Yes, that is right – any hash function will do. Multiplying by 37 isn't actually the best possible mixer, and there's no separate additive value either. But it does the job; any possible improvement is marginal at best.
Btw: Do you actually write code that puts matrices as keys in a hashtable? And would the marginal difference in hash separation matter at all?
Yes, that is right -- any hash function will do. Multiplying by 37 isn't actually the best possible mixer, and there's no separate additive value either. But it does the job; any possible improvement is marginal at best.
Yes. But should I still post some marginal fixes or am I wasting my time and the time of the dev team?
In other words, should we post small contributions not?
jwatte said: Btw: Do you actually write code that puts matrices as keys in a hashtable? And would the marginal difference in hash separation matter at all?
Sometime, programmers want to put the matrices in a Set<Matrix3f>, and the hashCode() is used there when we do any request, insertion or deletion on the set.
I don't understand what your "fix" fixes though.

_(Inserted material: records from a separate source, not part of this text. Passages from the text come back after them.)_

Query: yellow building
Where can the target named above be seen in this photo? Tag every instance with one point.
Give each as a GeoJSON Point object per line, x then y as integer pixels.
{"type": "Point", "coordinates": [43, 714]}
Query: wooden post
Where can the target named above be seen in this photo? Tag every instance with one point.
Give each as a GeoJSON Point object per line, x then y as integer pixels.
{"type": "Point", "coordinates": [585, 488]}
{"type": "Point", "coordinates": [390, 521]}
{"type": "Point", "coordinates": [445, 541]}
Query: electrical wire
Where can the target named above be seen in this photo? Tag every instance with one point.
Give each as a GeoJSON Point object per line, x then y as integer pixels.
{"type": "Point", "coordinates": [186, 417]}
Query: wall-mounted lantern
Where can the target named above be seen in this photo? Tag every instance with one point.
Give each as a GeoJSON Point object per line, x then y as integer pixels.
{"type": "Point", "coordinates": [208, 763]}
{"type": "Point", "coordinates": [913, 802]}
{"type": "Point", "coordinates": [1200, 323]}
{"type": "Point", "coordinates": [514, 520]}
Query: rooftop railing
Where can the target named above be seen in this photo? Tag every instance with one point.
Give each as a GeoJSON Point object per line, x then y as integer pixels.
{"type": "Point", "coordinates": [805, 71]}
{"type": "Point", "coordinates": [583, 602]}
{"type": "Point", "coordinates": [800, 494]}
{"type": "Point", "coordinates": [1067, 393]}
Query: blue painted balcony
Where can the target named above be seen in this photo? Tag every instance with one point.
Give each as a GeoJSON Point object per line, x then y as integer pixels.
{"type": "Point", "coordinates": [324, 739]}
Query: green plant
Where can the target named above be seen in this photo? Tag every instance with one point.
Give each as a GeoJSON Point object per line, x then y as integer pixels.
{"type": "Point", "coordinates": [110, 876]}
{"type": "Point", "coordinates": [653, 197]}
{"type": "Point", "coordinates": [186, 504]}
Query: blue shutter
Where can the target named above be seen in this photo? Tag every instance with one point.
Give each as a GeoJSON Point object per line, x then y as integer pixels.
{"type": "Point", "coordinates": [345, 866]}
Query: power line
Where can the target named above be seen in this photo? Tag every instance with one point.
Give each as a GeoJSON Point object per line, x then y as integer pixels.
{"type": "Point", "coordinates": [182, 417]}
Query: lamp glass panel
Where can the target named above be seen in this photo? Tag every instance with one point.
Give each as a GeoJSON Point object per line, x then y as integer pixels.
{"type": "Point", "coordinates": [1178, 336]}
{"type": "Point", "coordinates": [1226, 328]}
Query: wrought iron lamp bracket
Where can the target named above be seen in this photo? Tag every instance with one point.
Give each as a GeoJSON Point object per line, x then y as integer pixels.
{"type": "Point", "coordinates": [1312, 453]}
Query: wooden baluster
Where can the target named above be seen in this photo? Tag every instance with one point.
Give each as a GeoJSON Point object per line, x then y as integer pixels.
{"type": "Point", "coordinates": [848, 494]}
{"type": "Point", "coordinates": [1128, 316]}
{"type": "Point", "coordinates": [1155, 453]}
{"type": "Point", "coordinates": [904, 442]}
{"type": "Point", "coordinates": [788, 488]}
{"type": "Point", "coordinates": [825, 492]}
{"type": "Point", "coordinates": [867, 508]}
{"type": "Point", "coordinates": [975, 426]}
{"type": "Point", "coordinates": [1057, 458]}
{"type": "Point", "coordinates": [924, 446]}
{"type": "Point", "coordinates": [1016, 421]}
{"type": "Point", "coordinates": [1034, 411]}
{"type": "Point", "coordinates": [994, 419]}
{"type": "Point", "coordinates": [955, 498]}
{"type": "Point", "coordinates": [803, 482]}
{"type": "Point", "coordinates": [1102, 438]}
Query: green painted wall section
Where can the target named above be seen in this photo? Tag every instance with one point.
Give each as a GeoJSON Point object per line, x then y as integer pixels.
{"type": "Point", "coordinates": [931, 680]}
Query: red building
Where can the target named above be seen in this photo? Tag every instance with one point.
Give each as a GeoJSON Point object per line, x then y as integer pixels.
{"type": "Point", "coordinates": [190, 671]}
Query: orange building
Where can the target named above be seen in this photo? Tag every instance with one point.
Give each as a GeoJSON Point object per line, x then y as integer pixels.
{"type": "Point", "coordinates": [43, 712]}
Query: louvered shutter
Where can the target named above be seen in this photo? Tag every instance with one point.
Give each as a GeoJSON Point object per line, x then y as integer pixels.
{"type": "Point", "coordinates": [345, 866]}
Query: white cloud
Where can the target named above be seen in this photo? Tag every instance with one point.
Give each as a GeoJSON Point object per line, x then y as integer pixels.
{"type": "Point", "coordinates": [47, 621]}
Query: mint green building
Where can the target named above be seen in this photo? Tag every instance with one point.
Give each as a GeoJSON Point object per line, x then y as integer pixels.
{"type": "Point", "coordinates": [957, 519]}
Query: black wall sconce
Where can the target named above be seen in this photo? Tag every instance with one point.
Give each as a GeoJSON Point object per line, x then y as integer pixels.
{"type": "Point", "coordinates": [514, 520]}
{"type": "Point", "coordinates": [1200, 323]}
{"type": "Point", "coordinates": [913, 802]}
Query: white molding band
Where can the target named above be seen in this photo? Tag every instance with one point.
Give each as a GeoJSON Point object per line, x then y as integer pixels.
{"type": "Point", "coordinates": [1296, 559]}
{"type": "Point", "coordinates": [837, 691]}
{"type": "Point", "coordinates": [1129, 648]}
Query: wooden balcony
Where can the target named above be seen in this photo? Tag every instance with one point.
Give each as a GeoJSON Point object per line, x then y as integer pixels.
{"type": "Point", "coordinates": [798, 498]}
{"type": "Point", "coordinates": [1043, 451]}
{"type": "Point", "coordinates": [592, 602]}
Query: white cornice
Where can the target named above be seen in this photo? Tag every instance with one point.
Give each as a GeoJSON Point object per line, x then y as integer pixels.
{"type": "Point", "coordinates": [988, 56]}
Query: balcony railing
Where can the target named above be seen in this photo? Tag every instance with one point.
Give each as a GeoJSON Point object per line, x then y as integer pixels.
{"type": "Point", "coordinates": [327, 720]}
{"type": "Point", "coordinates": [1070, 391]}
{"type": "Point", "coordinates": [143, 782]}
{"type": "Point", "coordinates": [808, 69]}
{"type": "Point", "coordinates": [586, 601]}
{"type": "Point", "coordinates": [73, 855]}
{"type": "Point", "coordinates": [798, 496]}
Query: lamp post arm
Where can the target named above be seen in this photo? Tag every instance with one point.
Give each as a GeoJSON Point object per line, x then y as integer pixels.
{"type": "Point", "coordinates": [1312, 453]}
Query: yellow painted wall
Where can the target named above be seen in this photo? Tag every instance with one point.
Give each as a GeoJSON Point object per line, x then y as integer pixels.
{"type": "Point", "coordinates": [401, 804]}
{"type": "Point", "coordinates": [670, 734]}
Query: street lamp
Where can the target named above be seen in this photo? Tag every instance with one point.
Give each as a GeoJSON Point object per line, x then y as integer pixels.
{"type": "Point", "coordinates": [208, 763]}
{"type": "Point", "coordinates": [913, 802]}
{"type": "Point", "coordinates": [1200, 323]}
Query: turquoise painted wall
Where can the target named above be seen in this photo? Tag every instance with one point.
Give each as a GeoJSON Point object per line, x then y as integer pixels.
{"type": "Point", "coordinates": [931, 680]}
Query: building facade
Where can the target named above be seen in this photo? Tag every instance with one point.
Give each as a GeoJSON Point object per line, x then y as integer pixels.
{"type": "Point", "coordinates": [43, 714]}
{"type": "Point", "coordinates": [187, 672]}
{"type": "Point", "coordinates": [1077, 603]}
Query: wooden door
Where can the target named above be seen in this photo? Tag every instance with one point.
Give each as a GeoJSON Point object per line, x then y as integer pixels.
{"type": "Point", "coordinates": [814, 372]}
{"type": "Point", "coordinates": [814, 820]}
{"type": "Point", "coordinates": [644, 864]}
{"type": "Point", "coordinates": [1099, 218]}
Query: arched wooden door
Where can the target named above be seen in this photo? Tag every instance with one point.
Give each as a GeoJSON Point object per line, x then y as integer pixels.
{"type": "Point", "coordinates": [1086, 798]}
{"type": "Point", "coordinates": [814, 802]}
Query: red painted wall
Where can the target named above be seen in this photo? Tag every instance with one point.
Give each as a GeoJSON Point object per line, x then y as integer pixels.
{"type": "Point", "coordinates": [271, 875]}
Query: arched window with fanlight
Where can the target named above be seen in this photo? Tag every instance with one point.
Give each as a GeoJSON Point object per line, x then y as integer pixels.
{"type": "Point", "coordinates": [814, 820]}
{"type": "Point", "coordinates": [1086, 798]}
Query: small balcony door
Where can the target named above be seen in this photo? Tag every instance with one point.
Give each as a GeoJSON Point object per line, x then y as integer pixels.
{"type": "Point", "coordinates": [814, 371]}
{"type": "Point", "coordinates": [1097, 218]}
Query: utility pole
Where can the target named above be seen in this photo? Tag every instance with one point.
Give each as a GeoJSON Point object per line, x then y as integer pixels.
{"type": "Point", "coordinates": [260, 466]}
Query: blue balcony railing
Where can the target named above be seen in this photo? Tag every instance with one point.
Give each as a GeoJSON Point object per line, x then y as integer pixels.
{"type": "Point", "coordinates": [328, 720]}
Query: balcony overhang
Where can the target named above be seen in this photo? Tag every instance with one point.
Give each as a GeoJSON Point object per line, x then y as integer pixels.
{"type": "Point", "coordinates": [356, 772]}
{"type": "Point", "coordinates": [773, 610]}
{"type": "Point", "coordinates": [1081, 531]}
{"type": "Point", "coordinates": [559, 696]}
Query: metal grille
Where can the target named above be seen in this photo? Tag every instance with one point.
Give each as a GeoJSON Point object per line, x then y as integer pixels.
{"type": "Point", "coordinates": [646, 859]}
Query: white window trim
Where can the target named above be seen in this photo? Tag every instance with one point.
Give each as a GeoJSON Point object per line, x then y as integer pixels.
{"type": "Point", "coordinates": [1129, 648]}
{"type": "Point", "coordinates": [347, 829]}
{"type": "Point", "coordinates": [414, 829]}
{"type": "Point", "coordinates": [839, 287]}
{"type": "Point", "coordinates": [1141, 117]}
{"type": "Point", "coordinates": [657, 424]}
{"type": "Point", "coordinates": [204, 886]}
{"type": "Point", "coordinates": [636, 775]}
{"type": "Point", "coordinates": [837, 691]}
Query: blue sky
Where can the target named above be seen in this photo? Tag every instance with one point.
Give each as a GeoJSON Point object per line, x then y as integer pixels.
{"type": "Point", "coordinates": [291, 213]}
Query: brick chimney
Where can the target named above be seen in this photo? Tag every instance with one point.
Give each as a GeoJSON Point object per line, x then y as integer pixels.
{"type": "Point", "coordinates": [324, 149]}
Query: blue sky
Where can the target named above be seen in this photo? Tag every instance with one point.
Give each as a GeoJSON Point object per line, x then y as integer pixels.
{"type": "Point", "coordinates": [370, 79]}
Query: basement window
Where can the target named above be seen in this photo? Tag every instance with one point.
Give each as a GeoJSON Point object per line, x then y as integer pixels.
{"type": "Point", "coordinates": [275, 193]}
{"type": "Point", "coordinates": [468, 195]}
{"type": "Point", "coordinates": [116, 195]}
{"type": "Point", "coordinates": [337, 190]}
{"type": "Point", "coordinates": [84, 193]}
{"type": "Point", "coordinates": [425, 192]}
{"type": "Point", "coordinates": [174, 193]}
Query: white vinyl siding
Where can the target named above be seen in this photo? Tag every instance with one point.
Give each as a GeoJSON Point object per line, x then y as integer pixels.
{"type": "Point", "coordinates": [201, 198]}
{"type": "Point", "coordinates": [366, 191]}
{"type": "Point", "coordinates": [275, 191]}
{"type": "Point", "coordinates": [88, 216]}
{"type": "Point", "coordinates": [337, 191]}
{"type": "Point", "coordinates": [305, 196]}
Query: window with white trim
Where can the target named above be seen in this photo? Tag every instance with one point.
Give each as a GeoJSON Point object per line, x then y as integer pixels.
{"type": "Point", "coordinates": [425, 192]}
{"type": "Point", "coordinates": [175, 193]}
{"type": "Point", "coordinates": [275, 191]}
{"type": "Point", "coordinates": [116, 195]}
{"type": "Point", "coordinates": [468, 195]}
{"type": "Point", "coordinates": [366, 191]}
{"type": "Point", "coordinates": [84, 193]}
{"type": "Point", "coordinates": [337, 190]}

Do you have a test case to show that it causes a more even distribution?
No, but it saves the CPU time of 1 useless addition of the constant 37^2.
jwatte said: Also, using a hashCode() for unique index is dangerous, as there's no guarantee that two different matrices don't hash to the same code.
You don't need 2 different matrices to generate different hashcodes.
Extract from the JDK's javadoc:
It is not required that if two objects are unequal according to the equals(java.lang.Object) method, then calling the hashCode method on each of the two objects must produce distinct integer results. However, the programmer should be aware that producing distinct integer results for unequal objects may improve the performance of hashtables.